= Matrix sign function =

In mathematics, the matrix sign function is a matrix function on square matrices analogous to the complex sign function.

It was introduced by J.D. Roberts in 1971 as a tool for model reduction and for solving Lyapunov and Algebraic Riccati equation in a technical report of Cambridge University, which was later published in a journal in 1980.

== Definition ==
The matrix sign function is a generalization of the complex signum function

$\operatorname{csgn}(z)= \begin{cases}
 1 & \text{if } \mathrm{Re}(z) > 0, \\
 -1 & \text{if } \mathrm{Re}(z) < 0,
\end{cases}$

to the matrix valued analogue $\operatorname{csgn}(A)$. Although the sign function is not analytic, the matrix function is well defined for all matrices that have no eigenvalue on the imaginary axis, see for example the Jordan-form-based definition (where the derivatives are all zero).

== Properties ==
Theorem: Let $A\in\C^{n\times n}$, then $\operatorname{csgn}(A)^2 = I$.

Theorem: Let $A\in\C^{n\times n}$, then $\operatorname{csgn}(A)$ is diagonalizable and has eigenvalues that are $\pm 1$.

Theorem: Let $A\in\C^{n\times n}$, then $(I+\operatorname{csgn}(A))/2$ is a projector onto the invariant subspace associated with the eigenvalues in the right-half plane, and analogously for $(I-\operatorname{csgn}(A))/2$ and the left-half plane.

Theorem: Let $A\in\C^{n\times n}$, and $A = P\begin{bmatrix}J_+ & 0 \\ 0 & J_-\end{bmatrix}P^{-1}$ be a Jordan decomposition such that $J_+$ corresponds to eigenvalues with positive real part and $J_-$ to eigenvalue with negative real part. Then $\operatorname{csgn}(A) = P\begin{bmatrix}I_+ & 0 \\ 0 & -I_-\end{bmatrix}P^{-1}$, where $I_+$ and $I_-$ are identity matrices of sizes corresponding to $J_+$ and $J_-$, respectively.
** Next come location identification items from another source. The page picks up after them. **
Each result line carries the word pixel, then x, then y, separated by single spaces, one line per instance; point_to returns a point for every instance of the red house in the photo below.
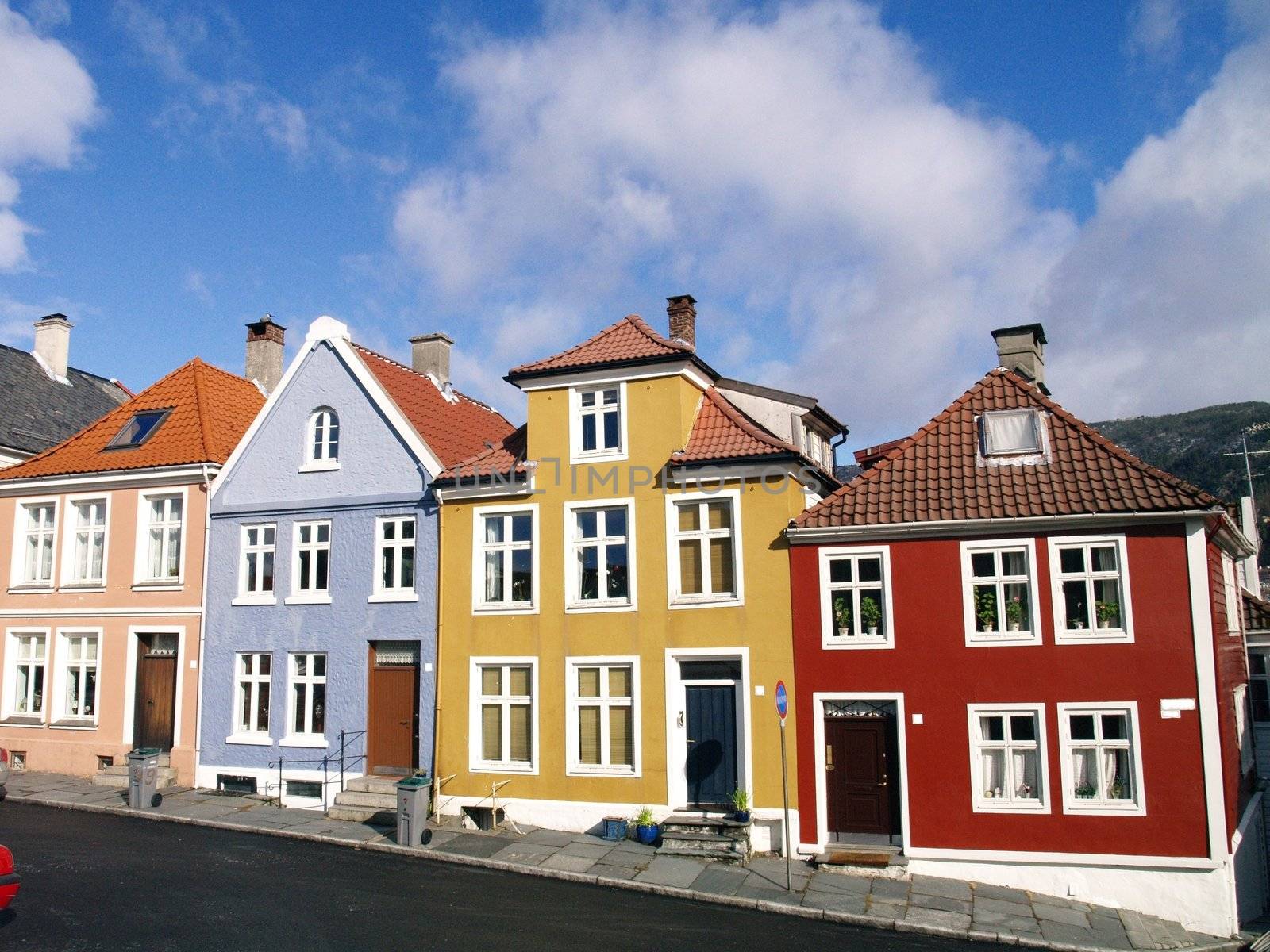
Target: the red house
pixel 1019 660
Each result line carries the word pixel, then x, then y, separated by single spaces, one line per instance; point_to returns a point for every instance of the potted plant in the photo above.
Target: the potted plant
pixel 645 829
pixel 1015 613
pixel 1106 612
pixel 842 616
pixel 870 613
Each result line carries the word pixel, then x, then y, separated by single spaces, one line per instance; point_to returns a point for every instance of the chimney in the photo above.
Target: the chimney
pixel 683 319
pixel 54 343
pixel 429 353
pixel 1022 349
pixel 264 349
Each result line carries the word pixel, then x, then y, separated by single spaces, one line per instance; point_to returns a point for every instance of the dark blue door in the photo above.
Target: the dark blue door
pixel 711 743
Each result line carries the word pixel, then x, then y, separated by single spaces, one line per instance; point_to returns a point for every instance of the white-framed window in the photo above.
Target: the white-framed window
pixel 306 685
pixel 258 546
pixel 600 555
pixel 1007 758
pixel 1100 758
pixel 253 677
pixel 855 598
pixel 321 440
pixel 598 422
pixel 1091 589
pixel 36 543
pixel 394 556
pixel 76 674
pixel 999 592
pixel 505 559
pixel 705 554
pixel 25 676
pixel 86 564
pixel 310 564
pixel 162 543
pixel 503 727
pixel 602 729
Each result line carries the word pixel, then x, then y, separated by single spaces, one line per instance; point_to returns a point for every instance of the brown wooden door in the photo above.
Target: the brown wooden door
pixel 857 772
pixel 393 710
pixel 156 714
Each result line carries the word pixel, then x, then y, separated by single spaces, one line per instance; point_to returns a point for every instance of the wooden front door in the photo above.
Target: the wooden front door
pixel 156 712
pixel 393 708
pixel 859 777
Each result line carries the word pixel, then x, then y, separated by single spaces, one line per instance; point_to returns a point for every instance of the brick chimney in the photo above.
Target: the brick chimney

== Computational methods ==
The function can be computed with generic methods for matrix functions, but there are also specialized methods.

=== Newton iteration ===
The Newton iteration can be derived by observing that $\operatorname{csgn}(x) = \sqrt{x^2}/x$, which in terms of matrices can be written as $\operatorname{csgn}(A) = A^{-1}\sqrt{A^2}$, where we use the matrix square root. If we apply the Babylonian method to compute the square root of the matrix $A^2$, that is, the iteration $X_{k+1} = \frac{1}{2} \left(X_k + A^{2} X_k^{-1}\right)$, and define the new iterate $Z_k = A^{-1}X_k$, we arrive at the iteration

$Z_{k+1} = \frac{1}{2}\left(Z_k + Z_k^{-1}\right)$,

where typically $Z_0=A$. Convergence is global, and locally it is quadratic.

The Newton iteration uses the explicit inverse of the iterates $Z_k$.

=== Newton–Schulz iteration ===
To avoid the need of an explicit inverse used in the Newton iteration, the inverse can be approximated with one step of the Newton iteration for the inverse, $Z_k^{-1}\approx Z_k\left(2I-Z_k^2\right)$, derived by Schulz(de) in 1933. Substituting this approximation into the previous method, the new method becomes

$Z_{k+1} = \frac{1}{2}Z_k\left(3I - Z_k^2\right)$.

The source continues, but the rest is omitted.